Open Raynos opened 1 year ago
@Raynos how are you observing the DNS lookups? Is the app using something like hot-shots
?
@tlhunter Is there a vehicle to share screenshots / datadog links to employees outside of the public github. Can send you the dns.lookup prod info. It's all coming out of APM and showing dns.lookup
The IP address of the EC2 I was running the datadog agent on had 100x more DNS lookup calls then other useful services like doing dns lookup on actual DNS domains in the http clients.
I patched it with a few changes
const dogStatsClient = new StatsD({
host: DOGSTATSD_HOST,
udpSocketOptions: {
type: 'udp4',
lookup: (hostname, options, callback) => {
// if IP address, bypass dns.lookup
if (net.isIP(hostname)) {
callback(null, hostname, 4);
return;
}
// if a real hostname, then resolve using dns.lookup
dns.lookup(hostname, options, callback);
},
},
}
This is me configuring hot-shots
to skip dns lookup on IP address and definitely a lot of dns lookups came out of hot-shots
But there's also code in the datadog agent ( I am on v2 instead of v3 I learned recently ... ) But when I looked at the code on master
I dont think its "fixed/improved" on master.
I also patched dd-trace
itself like so
diff --git a/packages/dd-trace/src/dogstatsd.js b/packages/dd-trace/src/dogstatsd.js
index c46d7cac961fc2c4e0397a2038f6026b1a55db38..1d65d2c6648d93a112bf1b2cbd1ae74b589d0403 100644
--- a/packages/dd-trace/src/dogstatsd.js
+++ b/packages/dd-trace/src/dogstatsd.js
@@ -12,6 +12,11 @@ class Client {
options = options || {}
this._host = options.host || 'localhost'
+
+ if (!isIP(this._host)) {
+ throw new Error('dd-trace dogstatsd host must be raw IP');
+ }
+
this._family = isIP(this._host)
this._port = options.port || 8125
this._prefix = options.prefix || ''
@@ -38,14 +43,7 @@ class Client {
this._queue = []
- if (this._family !== 0) {
- this._sendAll(queue, this._host, this._family)
- } else {
- lookup(this._host, (err, address, family) => {
- if (err) return log.error(err)
- this._sendAll(queue, address, family)
- })
- }
+ this._sendAll(queue, this._host, 4)
}
_send (address, family, buffer) {
@@ -94,7 +92,19 @@ class Client {
}
_socket (type) {
- const socket = dgram.createSocket(type)

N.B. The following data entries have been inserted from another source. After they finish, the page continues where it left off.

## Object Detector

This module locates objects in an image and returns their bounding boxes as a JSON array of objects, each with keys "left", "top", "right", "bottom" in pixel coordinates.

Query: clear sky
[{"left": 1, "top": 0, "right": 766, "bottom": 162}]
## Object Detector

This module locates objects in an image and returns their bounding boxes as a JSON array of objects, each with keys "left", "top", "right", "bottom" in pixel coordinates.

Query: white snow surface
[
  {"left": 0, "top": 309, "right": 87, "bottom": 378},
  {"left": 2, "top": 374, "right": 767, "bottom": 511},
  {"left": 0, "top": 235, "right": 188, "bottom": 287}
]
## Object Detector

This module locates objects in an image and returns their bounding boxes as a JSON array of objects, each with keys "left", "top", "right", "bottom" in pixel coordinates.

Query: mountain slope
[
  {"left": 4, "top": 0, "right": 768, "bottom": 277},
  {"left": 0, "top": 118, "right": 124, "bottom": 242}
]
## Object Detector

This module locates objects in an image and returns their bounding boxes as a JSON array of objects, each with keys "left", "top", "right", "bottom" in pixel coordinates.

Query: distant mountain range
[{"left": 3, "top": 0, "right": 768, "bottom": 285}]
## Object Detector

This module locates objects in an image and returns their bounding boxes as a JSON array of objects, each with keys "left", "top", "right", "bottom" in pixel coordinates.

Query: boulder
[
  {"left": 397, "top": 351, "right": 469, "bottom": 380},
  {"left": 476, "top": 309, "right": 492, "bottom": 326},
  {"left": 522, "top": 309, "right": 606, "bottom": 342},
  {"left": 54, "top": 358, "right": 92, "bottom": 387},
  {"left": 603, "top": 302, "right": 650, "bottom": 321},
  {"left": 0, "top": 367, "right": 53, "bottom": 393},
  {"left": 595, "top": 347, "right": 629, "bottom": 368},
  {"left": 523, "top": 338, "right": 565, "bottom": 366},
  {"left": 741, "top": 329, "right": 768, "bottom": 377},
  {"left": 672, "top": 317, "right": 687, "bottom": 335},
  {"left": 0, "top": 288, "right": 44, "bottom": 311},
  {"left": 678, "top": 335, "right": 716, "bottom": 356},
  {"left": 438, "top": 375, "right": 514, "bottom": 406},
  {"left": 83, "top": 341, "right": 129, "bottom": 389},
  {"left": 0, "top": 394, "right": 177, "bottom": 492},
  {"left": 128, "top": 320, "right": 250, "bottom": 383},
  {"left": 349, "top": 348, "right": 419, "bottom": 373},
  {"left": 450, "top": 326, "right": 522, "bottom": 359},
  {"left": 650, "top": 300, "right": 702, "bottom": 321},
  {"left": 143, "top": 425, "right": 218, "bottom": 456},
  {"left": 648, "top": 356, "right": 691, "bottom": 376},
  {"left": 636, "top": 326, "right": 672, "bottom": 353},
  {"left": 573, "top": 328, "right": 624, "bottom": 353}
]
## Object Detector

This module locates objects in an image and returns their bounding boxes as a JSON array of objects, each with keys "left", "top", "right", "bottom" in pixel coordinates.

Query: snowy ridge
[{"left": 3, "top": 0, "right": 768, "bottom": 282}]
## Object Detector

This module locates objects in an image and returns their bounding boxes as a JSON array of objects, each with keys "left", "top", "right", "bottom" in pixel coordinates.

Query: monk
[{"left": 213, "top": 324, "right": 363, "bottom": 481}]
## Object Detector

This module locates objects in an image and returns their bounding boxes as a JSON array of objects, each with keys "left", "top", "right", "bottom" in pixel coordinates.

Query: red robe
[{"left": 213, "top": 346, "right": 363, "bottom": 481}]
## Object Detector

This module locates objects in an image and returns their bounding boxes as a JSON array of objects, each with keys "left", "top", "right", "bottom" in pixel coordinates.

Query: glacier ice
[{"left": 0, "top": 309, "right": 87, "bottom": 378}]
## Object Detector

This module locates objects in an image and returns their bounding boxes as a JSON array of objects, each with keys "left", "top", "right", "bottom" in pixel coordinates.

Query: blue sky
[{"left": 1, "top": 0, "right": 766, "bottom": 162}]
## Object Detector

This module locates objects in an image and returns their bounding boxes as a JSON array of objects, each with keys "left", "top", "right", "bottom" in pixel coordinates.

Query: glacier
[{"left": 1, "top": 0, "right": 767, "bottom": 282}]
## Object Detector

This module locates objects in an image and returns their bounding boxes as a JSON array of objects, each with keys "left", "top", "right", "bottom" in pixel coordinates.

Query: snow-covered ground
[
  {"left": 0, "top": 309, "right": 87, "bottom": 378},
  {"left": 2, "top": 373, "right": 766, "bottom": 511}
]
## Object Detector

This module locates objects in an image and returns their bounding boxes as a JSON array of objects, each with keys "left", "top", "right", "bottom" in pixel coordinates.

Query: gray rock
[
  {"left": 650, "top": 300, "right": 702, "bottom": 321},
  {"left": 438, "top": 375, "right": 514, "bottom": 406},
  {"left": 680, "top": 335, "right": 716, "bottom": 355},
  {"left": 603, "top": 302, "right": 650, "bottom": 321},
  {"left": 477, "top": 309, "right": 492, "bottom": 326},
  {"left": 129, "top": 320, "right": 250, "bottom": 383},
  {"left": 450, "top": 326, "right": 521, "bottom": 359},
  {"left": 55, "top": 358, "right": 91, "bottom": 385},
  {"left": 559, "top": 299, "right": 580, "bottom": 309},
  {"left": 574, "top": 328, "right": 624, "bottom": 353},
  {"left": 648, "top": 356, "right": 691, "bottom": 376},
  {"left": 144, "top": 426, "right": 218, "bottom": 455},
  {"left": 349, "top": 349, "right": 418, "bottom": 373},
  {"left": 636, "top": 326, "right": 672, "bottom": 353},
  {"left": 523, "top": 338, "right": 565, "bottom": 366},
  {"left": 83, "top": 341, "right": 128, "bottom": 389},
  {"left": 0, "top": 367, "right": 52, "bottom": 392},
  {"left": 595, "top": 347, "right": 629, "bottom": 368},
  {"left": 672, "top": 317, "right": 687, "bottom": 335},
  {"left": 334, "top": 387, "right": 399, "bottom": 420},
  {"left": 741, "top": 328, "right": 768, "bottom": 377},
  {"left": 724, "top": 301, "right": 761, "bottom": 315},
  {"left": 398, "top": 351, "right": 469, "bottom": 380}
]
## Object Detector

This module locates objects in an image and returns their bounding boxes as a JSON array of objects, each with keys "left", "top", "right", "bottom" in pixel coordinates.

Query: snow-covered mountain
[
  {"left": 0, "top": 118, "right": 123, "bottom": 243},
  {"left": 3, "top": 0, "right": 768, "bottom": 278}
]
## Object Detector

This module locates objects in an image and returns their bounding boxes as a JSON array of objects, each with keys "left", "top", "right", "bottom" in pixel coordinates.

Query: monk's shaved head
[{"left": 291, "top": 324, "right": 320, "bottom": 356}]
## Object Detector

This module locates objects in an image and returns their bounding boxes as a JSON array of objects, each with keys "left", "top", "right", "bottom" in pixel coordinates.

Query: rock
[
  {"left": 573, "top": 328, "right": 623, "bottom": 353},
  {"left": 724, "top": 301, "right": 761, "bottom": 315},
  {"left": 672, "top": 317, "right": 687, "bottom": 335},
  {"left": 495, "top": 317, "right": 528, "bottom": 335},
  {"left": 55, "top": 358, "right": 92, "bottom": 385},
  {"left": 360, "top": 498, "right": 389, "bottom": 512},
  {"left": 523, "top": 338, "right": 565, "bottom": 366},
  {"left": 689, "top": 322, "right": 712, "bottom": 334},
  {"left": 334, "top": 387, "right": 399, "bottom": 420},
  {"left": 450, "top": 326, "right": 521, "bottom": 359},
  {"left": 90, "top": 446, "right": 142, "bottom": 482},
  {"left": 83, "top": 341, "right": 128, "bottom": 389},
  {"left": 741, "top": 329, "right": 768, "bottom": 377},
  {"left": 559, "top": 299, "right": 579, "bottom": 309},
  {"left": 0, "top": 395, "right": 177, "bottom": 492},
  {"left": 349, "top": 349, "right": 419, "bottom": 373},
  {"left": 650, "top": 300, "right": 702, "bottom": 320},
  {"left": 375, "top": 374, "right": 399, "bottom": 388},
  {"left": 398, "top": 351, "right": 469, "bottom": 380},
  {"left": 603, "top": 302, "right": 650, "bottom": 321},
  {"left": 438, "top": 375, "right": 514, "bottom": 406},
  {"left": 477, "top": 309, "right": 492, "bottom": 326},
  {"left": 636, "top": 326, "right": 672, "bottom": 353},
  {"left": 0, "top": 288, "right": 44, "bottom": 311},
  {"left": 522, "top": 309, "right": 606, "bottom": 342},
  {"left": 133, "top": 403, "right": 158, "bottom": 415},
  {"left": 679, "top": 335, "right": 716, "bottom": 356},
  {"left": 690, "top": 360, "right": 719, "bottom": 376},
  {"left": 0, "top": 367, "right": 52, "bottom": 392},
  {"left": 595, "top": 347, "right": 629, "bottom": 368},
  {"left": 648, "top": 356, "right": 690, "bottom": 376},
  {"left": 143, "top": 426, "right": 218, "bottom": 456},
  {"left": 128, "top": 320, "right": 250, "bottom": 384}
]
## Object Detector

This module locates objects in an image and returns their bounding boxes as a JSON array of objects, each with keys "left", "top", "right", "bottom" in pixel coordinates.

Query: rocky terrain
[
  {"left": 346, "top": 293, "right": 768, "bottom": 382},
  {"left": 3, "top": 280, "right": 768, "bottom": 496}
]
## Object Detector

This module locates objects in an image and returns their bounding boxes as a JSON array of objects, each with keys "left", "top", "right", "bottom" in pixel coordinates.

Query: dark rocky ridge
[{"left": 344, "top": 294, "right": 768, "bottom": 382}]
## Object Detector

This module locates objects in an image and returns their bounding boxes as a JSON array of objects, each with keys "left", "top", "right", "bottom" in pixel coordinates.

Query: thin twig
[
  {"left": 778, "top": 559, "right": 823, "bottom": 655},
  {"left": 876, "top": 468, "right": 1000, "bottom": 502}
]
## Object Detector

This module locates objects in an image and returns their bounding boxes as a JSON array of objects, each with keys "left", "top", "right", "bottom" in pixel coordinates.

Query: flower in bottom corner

+ const socket = type === 'udp4' ? dgram.createSocket({
+ type: 'udp4',
+ lookup: (hostname, options, callback) => {
+ // if IP address, bypass dns.lookup
+ if (isIP(hostname)) {
+ callback(null, hostname, 4);
+ return;
+ }
+
+ // if a real hostname, then resolve using dns.lookup
+ lookup(hostname, options, callback);
+ },
+ }) : dgram.createSocket(type);
socket.on('error', () => {})
socket.unref()
I still see DNS lookups to the EC2 ip that datadog agent is running on but it's 99% less then it was before i "improved" hot-shots and the embedded dd-trace/src/dogstatds.js
I was able to find the remaining callsite and its in the dns cache implementation of hot-shots
I can fix that too.
Yeah removed redundant dns cache in hot-shots
I gave it an IP, dont need to DNS cache an IP, its not a domain name.
This is the line I need to modify in dd-trace
( https://github.com/DataDog/dd-trace-js/blob/a0c2514b3b8e08ae2ba666a99464c82883166d79/packages/dd-trace/src/dogstatsd.js#L129 )
Want to pass the lookup
function into createSocket({ lookup })
@Raynos - thank you for this issue. What did you all end up doing here?
I used pnpm and the pnpm patches system to effectively fix it in place without forking
Our nodejs app that uses datadog does mostly dns lookup and I believe its from the statsd client that does a dns lookup for every UDP packet.
Please do not do a DNS lookup on an ip address for every UDP package send to statsd.
You can see https://github.com/uber-archive/node-statsd-client/tree/master for an implementation of a statsd UDP client that uses dns lookup caching.